Expression of CD274 and IDO1 was downregulated and that of a variety of genes related to proinflammatory responses was upregulated in TAMs from mice treated with both SE12C3 and rituximab compared with those from mice treated with rituximab alone. For example, we found that the expression of CXCL5 was upregulated, and the expression of this gene was previously shown to be increased during efferocytosis of tumor cells (46). Moreover, the combination of SE12C3 and rituximab increased the expression of proinflammatory cytokine genes such as IL1B and TNF in TAMs as well as the concentration of TNF in serum. These results thus suggest that blockade of the CD47-SIRPα interaction induced the adoption of a proinflammatory phenotype in TAMs. Interaction of SE12C3 with the orphan receptor SIRPβ, another member of the SIRP family that mediates activation signaling in macrophages, might also contribute to the activation of TAMs, resulting in increased production of TNF (47). Furthermore, we detected upregulation of genes related to proinflammatory macrophages as well as oxidative phosphorylation in TAMs of mice treated with both SE12C3 and rituximab. Although oxidative phosphorylation in macrophages has been thought to be related to anti-inflammatory responses (48), it was recently implicated in proliferative and inflammatory responses (49). Our preclinical models thus suggest that SE12C3 promoted the reprogramming of TAMs from an anti-inflammatory to a proinflammatory phenotype in vivo.

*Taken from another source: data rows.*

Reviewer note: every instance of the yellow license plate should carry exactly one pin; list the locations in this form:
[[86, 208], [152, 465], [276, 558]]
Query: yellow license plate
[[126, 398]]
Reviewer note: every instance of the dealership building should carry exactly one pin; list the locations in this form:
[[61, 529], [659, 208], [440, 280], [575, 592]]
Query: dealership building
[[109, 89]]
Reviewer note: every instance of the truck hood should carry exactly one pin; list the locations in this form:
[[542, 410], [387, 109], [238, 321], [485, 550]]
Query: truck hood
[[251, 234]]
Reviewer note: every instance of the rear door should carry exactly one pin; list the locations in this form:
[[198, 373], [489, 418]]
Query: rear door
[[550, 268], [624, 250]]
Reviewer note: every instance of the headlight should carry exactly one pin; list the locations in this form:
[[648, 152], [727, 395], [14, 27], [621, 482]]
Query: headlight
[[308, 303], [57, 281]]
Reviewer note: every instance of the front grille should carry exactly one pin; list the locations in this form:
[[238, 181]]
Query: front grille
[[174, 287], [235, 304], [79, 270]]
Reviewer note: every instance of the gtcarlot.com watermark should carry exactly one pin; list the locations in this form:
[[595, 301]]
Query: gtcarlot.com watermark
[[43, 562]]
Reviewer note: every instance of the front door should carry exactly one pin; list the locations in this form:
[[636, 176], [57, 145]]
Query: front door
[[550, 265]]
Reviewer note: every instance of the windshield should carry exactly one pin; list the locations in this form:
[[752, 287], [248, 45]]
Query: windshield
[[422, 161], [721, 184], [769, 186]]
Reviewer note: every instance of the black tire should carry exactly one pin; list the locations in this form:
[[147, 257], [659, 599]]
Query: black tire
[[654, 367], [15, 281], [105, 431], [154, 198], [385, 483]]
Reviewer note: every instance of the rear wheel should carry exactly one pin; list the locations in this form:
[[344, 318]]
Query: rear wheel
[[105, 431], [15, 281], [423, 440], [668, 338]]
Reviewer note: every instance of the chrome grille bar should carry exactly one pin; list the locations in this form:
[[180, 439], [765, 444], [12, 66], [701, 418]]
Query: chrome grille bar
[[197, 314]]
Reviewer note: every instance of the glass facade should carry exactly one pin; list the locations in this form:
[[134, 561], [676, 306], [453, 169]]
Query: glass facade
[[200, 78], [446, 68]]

Anti-hCD47 antibodies have also been investigated in clinical trials across various types of tumors including B cell lymphomas as therapeutics targeting the CD47-SIRPα axis (12). We indeed demonstrated that the anti-hCD47 antibody B6H12 in combination with rituximab markedly inhibited tumor growth in the HIS-MITRG mouse model (Supplementary Figure S7A). Thus, our model can also be useful for the preclinical evaluation of therapeutics targeting human CD47 in vivo. By contrast, different from SE12C3, we observed that B6H12 alone induced phagocytosis of Raji cells by both human and mouse macrophages, in addition to enhanced ADCP activity of rituximab in vitro (Supplementary Figures S7B–D). Thus, the anti-tumor effect of B6H12 is not only human macrophage–specific, but mouse macrophages are also directly involved in such effect through the binding of anti-hCD47 antibodies with Fcγ receptor on mouse macrophages. Our preclinical tumor model is thus likely unsuitable to evaluate the human macrophage-dependent effect of anti-hCD47 antibodies, and we therefore mainly focused on the anti-tumor effect of anti-hSIRPα antibodies in the present study.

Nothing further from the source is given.